The allure of using awake prone positioning is to potentially mitigate the need for mechanical ventilation (either NIV or invasive ventilation) for patients at the highest risk of needing intubation. We demonstrate that awake prone positioning hypoxemic unintubated COVID-19 patients is feasible. Nevertheless, a significant number of patients may not tolerate prolonged courses of awake prone positioning or more than one session. This is despite all patients having an improvement in oxygenation and respiratory rate while in the prone position. In this cohort, 35% of patients had prone positioning durations less than 60 min and the most common reasons for intolerance were musculoskeletal pain or general discomfort. Recently published cohorts have limited descriptions of the duration, frequency, and protocols used for prone positioning.6,7,8 Moreover, the reduction in respiratory rate (a marker for work of breathing) was not sustained after resupination.

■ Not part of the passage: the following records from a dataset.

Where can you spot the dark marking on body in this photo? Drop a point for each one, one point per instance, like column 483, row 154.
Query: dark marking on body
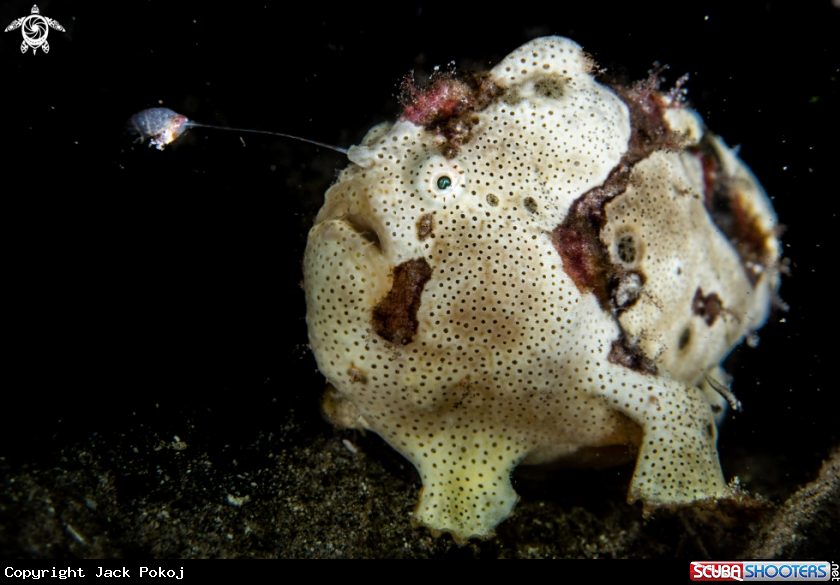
column 726, row 207
column 424, row 226
column 577, row 240
column 395, row 316
column 707, row 307
column 447, row 106
column 631, row 356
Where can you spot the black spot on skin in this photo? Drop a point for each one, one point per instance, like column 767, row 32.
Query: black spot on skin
column 627, row 249
column 631, row 356
column 424, row 226
column 530, row 204
column 395, row 316
column 685, row 338
column 708, row 307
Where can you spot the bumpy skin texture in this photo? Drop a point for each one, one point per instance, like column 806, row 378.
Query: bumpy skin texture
column 588, row 259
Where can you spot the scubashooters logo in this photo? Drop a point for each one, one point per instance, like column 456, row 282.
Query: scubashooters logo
column 35, row 29
column 763, row 571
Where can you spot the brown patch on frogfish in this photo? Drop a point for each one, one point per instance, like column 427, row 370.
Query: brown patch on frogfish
column 395, row 316
column 447, row 106
column 577, row 240
column 728, row 211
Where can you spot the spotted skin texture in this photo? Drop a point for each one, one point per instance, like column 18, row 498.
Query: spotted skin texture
column 543, row 305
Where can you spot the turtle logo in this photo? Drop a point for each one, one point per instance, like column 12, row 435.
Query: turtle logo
column 35, row 28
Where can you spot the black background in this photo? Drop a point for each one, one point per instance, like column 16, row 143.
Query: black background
column 166, row 285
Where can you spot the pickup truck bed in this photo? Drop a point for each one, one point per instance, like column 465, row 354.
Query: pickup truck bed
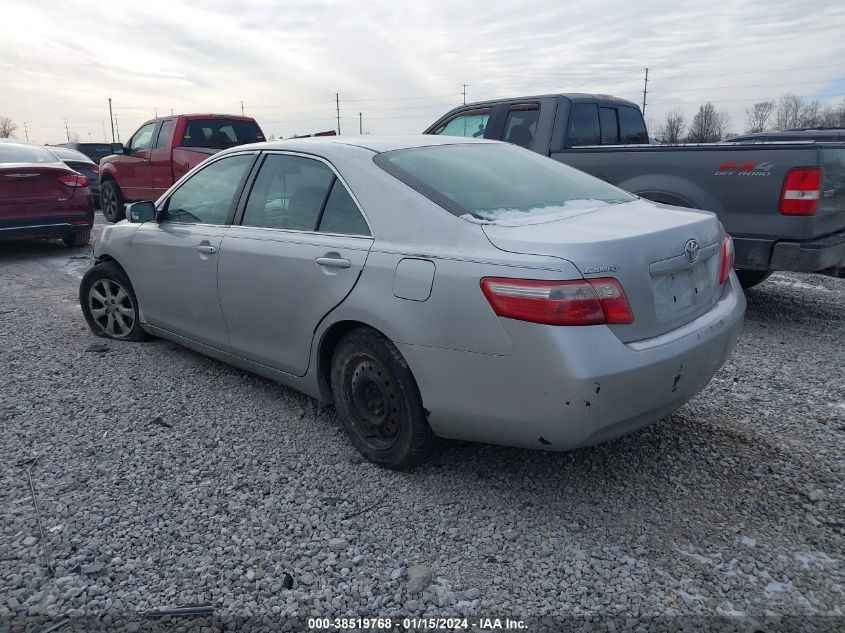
column 750, row 186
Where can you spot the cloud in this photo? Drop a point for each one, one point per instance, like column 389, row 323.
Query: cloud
column 400, row 64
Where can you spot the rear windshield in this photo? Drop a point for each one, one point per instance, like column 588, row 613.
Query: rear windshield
column 220, row 132
column 15, row 153
column 64, row 153
column 495, row 181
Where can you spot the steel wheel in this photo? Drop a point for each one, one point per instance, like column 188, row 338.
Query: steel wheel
column 111, row 308
column 375, row 412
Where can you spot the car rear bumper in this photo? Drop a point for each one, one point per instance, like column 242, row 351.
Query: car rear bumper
column 807, row 256
column 45, row 227
column 568, row 387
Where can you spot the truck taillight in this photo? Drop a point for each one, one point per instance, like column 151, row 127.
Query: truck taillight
column 576, row 302
column 73, row 180
column 727, row 262
column 801, row 191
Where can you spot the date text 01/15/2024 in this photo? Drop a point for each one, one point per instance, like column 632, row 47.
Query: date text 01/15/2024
column 417, row 624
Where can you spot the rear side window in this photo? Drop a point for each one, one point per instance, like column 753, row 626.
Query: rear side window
column 165, row 132
column 288, row 193
column 583, row 125
column 341, row 214
column 220, row 132
column 470, row 124
column 609, row 126
column 631, row 126
column 521, row 124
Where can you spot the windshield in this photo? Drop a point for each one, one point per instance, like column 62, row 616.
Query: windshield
column 488, row 182
column 220, row 132
column 20, row 153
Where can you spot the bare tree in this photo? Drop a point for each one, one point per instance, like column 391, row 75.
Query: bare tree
column 7, row 127
column 758, row 116
column 673, row 127
column 708, row 125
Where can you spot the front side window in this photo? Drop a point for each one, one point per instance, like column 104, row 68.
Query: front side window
column 467, row 124
column 631, row 126
column 490, row 182
column 521, row 125
column 206, row 197
column 583, row 125
column 143, row 138
column 288, row 193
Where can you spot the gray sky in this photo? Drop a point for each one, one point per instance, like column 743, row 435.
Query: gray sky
column 401, row 64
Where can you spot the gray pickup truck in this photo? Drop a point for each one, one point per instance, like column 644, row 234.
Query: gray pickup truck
column 783, row 202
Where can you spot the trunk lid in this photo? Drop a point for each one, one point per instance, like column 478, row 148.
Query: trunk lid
column 22, row 184
column 640, row 243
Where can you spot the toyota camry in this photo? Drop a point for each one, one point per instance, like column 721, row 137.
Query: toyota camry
column 429, row 287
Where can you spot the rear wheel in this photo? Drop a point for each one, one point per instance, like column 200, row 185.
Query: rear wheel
column 75, row 240
column 111, row 201
column 750, row 278
column 379, row 402
column 109, row 304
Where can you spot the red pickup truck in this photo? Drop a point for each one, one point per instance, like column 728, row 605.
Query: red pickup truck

A previous meta-analysis showed for invasively mechanically ventilated patients with moderate-to-severe ARDS that longer durations of prone positioning (> 12 hr) were required before the patients had a significant survival benefit.12 Given this observation, the clinical benefits of short prone positioning durations may be limited.

This study is also one of the first to systematically describe adverse events, in particular those complications that are known to be associated with prone positioning invasively ventilated patients. In this cohort, we did not observe any iatrogenic removal of lines or tubes associated with the act of prone positioning. Nor did we observe any pressure ulcers, aspiration events, or hemodynamic instability. Previous studies make no mention of the presence or absence of these important events.8 Moreover, five of our 17 (29%) of our patients were successfully and safely prone positioned (21 sessions) on a hospital ward with no additional monitoring. This highlights the potential for this therapy to be used safely on the hospital ward, particularly during a pandemic when ICU resources and ventilators may be strained. Nevertheless, the small sample size in this study precludes any strong conclusions regarding safety or the frequency of less common adverse events. Indeed, for potential serious adverse events that were not observed in this cohort of 17 patients, the upper limit of the 95% confidence interval for each adverse event frequency could be as high as 17.6%.13 Almost half the patients (47%) were kept fasting as a result of prone positioning and the need for potential intubation. Although not an adverse event, fasting patients for extended periods of time may be associated with malnutrition and delayed recovery.14 Future large randomized-controlled trials (e.g., NCT04350723 and NCT04402879) are required to determine if any potential clinical benefits outweigh the risks of these adverse events. The observations in this case series can help inform prone positioning protocol design for trials and guidelines.

This study must be interpreted within the context of its limitations. These include the small number of patients, selection bias by the providers who were choosing to prone position patients, and lack of a control group for comparison of outcomes. Also, a standardized prone positioning protocol was not used, which may have led to variability in clinicians’ approaches to duration and frequency of prone positioning. Only one patient received HFNC during a prone positioning session. All others in this cohort received oxygen by nasal prongs, face mask, or non-rebreather masks while undergoing prone positioning. Therefore, the results of this study should not be extrapolated to those undergoing prone positioning with HFNC or NIV, which could improve tolerability and physiologic effectiveness.5,6

In summary, awake prone positioning is a promising therapy for acute hypoxemic respiratory failure due to COVID-19. Nevertheless, there remain many questions about its clinical benefit, dosing, potential risks, and adverse events associated with prone positioning non-intubated patients. Strategies to increase the duration and tolerability of the prone position will likely be required before it can have a significant impact on patient outcomes. Randomized-controlled trials are needed to determine the efficacy of prone positioning on intubation avoidance, safety, and mortality.